The other nodded. “Her hands and her legs.”

“How old is this girl?”

“About five or six, I reckon.”

“Sounds as if she needs a doctor,” Gideon put in.

Silas gave an angry shake of his head. “We can't do that! No way we can chance some white doctor seeing us here!”

“Well, the only doctor you're going to find around here is white, son,” Gant said, his tone dry. “But he just happens to be someone we can trust.”

After only a quick look at the child in the barn, Gant knew she was seriously ill and immediately turned to Gideon. “You'd best ride out and get Doc.”

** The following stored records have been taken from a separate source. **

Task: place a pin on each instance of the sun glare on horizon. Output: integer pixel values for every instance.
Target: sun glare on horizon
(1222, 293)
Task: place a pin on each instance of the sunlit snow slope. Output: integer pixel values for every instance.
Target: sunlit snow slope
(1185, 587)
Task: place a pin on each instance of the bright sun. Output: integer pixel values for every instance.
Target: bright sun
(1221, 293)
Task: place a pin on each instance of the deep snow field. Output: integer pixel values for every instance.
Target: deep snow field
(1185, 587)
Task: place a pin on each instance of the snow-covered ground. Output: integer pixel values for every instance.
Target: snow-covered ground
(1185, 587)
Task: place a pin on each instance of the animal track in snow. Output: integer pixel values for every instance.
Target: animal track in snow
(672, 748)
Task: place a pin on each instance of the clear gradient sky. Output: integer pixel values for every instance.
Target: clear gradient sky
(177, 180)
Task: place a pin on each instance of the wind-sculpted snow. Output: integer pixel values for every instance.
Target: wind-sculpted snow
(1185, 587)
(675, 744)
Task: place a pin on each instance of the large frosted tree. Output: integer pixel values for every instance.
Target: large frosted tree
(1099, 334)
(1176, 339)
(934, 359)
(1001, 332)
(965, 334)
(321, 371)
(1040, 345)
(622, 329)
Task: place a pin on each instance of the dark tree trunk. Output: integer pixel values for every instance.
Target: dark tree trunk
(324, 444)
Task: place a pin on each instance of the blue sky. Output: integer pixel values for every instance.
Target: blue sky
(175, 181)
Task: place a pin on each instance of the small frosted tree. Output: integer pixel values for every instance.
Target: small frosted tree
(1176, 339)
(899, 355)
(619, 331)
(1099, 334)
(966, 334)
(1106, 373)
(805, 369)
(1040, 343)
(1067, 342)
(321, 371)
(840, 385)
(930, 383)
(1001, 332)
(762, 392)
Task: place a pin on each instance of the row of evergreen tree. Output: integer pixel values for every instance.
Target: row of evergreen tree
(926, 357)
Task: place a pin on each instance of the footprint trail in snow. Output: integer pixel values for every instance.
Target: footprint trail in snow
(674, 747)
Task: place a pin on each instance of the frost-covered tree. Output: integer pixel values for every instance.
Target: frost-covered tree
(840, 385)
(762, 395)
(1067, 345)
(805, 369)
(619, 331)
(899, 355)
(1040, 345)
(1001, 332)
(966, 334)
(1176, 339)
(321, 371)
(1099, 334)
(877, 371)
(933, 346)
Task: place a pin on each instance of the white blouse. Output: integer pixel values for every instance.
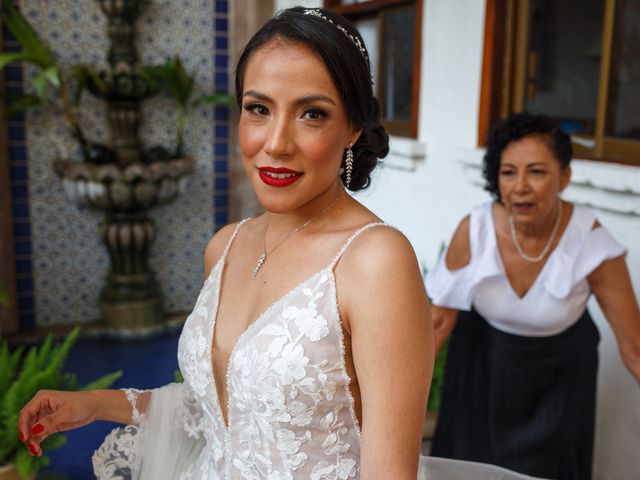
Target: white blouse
(557, 298)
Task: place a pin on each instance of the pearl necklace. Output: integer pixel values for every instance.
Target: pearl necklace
(265, 254)
(547, 247)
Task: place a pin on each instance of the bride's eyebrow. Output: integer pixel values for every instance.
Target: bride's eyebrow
(300, 101)
(314, 98)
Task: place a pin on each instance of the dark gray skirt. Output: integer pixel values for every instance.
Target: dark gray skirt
(523, 403)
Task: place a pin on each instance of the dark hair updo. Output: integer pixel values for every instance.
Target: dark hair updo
(349, 68)
(516, 127)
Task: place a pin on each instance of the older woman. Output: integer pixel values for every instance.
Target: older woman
(511, 290)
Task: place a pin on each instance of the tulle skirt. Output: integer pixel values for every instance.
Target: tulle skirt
(161, 449)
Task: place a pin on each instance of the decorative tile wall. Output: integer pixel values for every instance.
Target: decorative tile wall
(19, 174)
(68, 259)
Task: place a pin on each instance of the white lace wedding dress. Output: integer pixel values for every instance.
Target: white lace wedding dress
(290, 412)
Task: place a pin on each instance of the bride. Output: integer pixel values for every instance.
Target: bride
(309, 352)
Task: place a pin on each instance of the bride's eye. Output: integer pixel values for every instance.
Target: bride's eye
(314, 114)
(256, 109)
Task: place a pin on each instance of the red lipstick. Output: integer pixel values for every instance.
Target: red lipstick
(278, 177)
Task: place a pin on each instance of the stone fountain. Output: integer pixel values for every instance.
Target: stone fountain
(129, 185)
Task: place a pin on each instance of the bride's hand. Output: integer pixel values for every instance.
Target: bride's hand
(51, 411)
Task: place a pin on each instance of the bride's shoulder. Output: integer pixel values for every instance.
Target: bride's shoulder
(378, 249)
(220, 240)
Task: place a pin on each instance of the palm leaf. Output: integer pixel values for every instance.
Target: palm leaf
(7, 58)
(33, 46)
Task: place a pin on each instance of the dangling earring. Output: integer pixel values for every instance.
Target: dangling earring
(348, 165)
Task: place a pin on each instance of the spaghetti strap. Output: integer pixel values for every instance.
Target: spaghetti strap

Gideon looked at him. “You know he's not supposed to be treating anyone except the Amish.”

Gant leveled a long look on him. “We need him here. He'll come.”

Gideon waited but then gave a nod. He started for the barn door, stopping when Silas snapped, “Wait!”

The boy whipped around to face Gant. “This doctor—what makes you so sure you can trust him?”

Sullenness laced the boy's tone, and Gant had to wonder if the youth had ever trusted another human being.

“I'd stake my life on this man's honor,” Gant said. “And you can do the same. For now, you and the others stay out of sight. It'll be daylight soon.”

Silas shot him a dubious look but said nothing more.

Gant had taken care to move the fevered little girl away from the other runaways before Doc arrived. For more than a quarter of an hour now he'd stood watching Doc examine her, trying to assess the seriousness of the girl's condition by his friend's facial expressions.

A futile pursuit, as he should have known. David Sebastian was a master at concealing his thoughts.

Finally, Doc closed his medical case and walked over to where Gant was standing. Silas, who had stayed as close as Doc would allow during the examination, followed him.

Gant waited for Doc to fill them in, but Silas, who seemed to have no sense of the word
patience,
blurted out, “So what is it? What's wrong with her? Is it catching?”

Doc regarded the boy with a somewhat annoyed look. “I can't be sure.”

“What, then?” said Gant.

Doc looked at him with weary eyes. “Sorry to say, the child most likely has a serious form of rheumatism. She's a very sick little girl.”

“Isn't there something you can do?” Gant asked. “Some kind of medicine?”

Doc expelled a long breath. “Any number of treatments have been tried—quinine, different metals and medications—but none of them seem to help.” He gave a shrug of frustration. “I've seen some relief using salicylic acid, but there's no cure. And it seems particularly vicious when it strikes the young. I'll do what I can, but it's never enough.”

“Can she travel?” As soon as the words were out, Gant realized how callous he must have sounded. But he had to know. When the time came to move the runaways, they'd have little warning and would have to work fast.

Doc seemed to understand. “She can, yes, but she's going to be miserable whether she stays here or moves on. This is a disease that often comes in waves. An attack can last a few days or much longer. Sometimes weeks or months. And sometimes…well, sometimes it doesn't go away at all.”